You have been around enough to remember the old TD secion, right? That objection sounds exactly like some of the objections we got to closing it. I haven't read the thread in question, but our time is not infinite and because of that we need to make judgements on what is worthwhile to discuss and how long we should indulge certain arguments before saying enough is enough.

Recognitions:
Gold Member
Staff Emeritus
 Quote by Les Sleeth Dawkins is not only a "believer" of the category my thread is highlighting, he is downright fanatical about it. His arrogance isn't limited to antievolutionists either, he is just as condenscending to his own colleagues, Prince Charles, President Clinton, the Dean of Oxford, etc. He thinks he is so "right" that anyone who disagrees with him is automatically treated as a nitwit. In my opinion, he is a perfect example of "believerism" because he believes so strongly he cannot present the evidence in a balanced manner, and he cannot tolerate other views.
I agree with you that Dawkins is arrogant and does not invite particularly even-handed discussion. Much of what he claims is well beyond what is justified scientifically, which is fine in the sense that a lot of his work is speculative. The thing I objected to was that you were not quoting claims of his that were. You were quoting claims that are considered scientific orthodoxy, that speciation events are reducable to microevolutionary shifts in allele frequency in concert with the introduction of new genes (through mutation plus whatever other mechanisms are available). [Edit: Or they can be the result of hybridization; the point being, they are held to be the result of naturalistic events and naturalistic events only, which was really what you were objecting to.]
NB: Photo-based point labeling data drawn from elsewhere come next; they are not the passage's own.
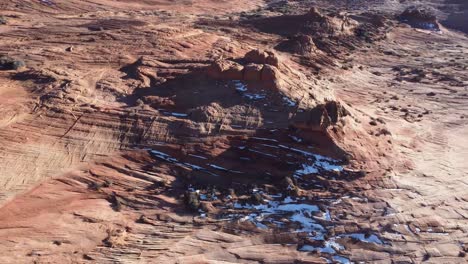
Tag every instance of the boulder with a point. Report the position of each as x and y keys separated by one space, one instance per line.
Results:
x=256 y=56
x=8 y=63
x=419 y=17
x=262 y=57
x=225 y=69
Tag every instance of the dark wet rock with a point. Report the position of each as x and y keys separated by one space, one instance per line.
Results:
x=192 y=200
x=269 y=73
x=252 y=72
x=256 y=198
x=3 y=20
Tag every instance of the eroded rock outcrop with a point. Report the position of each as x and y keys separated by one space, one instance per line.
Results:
x=420 y=17
x=256 y=66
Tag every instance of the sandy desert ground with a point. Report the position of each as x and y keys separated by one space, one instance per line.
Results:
x=243 y=131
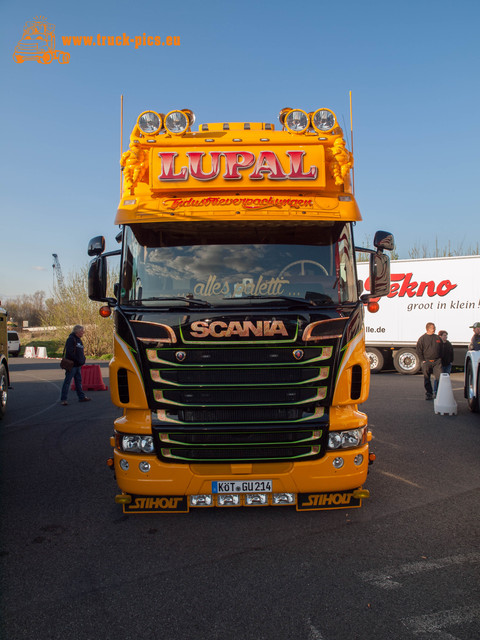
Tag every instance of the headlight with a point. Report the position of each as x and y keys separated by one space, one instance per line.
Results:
x=347 y=439
x=149 y=122
x=177 y=122
x=297 y=121
x=323 y=120
x=324 y=329
x=137 y=444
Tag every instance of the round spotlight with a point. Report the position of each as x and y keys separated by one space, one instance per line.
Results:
x=149 y=122
x=323 y=120
x=297 y=121
x=282 y=114
x=177 y=122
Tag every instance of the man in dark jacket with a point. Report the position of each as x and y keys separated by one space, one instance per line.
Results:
x=475 y=341
x=74 y=351
x=430 y=352
x=447 y=357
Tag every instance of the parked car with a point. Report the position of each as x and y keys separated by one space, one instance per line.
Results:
x=13 y=343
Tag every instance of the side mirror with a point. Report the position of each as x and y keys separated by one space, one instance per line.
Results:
x=384 y=240
x=96 y=246
x=379 y=275
x=97 y=280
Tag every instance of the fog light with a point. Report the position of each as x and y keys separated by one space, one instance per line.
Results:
x=283 y=498
x=256 y=498
x=228 y=500
x=358 y=459
x=201 y=500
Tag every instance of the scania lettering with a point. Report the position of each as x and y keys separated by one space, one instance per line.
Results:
x=239 y=351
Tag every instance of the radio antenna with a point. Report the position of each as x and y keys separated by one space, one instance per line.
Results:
x=351 y=143
x=121 y=140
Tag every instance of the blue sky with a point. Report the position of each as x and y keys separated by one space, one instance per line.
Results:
x=412 y=67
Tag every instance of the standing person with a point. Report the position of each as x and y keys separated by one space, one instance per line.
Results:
x=447 y=358
x=475 y=341
x=430 y=351
x=74 y=351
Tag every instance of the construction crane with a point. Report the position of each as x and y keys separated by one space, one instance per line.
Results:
x=57 y=271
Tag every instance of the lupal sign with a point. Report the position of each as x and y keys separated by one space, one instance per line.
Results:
x=287 y=168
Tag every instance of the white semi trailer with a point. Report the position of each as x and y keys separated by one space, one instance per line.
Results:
x=445 y=291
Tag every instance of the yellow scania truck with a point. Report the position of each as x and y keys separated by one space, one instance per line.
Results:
x=239 y=352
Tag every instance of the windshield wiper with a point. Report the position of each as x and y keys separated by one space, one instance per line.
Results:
x=194 y=302
x=302 y=301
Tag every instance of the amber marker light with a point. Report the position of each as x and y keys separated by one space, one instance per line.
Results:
x=149 y=122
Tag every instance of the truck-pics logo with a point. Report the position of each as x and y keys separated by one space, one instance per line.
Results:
x=38 y=44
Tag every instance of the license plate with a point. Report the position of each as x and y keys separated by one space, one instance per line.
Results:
x=242 y=486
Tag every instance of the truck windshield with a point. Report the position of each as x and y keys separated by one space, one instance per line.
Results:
x=219 y=263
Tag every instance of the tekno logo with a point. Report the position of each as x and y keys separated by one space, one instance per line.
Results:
x=38 y=44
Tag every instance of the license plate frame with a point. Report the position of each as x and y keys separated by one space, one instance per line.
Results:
x=222 y=487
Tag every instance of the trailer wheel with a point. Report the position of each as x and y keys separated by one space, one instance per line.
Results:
x=3 y=390
x=472 y=394
x=376 y=359
x=406 y=361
Questioning this is okay, but we have strict rules about it. You have to submit a formal proposal to the IR forum outlining exactly why you object and citing experimental evidence of some sort. Now, I already know that your own method of investigation is not scientific, which I don't personally have a problem with, but that does make the results of that investigation, when they contradict the scientific orthodoxy, unwelcome here.

 So, it seems to me you have gone beyond administering the forum and imposed your views over mine without seeing a need to make your case. Hopefully you don't think you are truly qualified to mentor anybody in philosophy, so I don't know why you have censored me.
First, the position of forum leader dictates that we impose our views over those of the posters. Judgement calls are part and parcel of what we do. I am glad to make every effort to explain myself, just not in the thread itself. Such a discussion is well off-topic and belongs here. If you're simply complaining that I gave no explanation until you asked, you have to remember that I delete, edit, close, or otherwise modify threads and posts quite often if I feel they violate guidelines. I am not obligated to explain these actions, but gladly will if asked. Most people never do.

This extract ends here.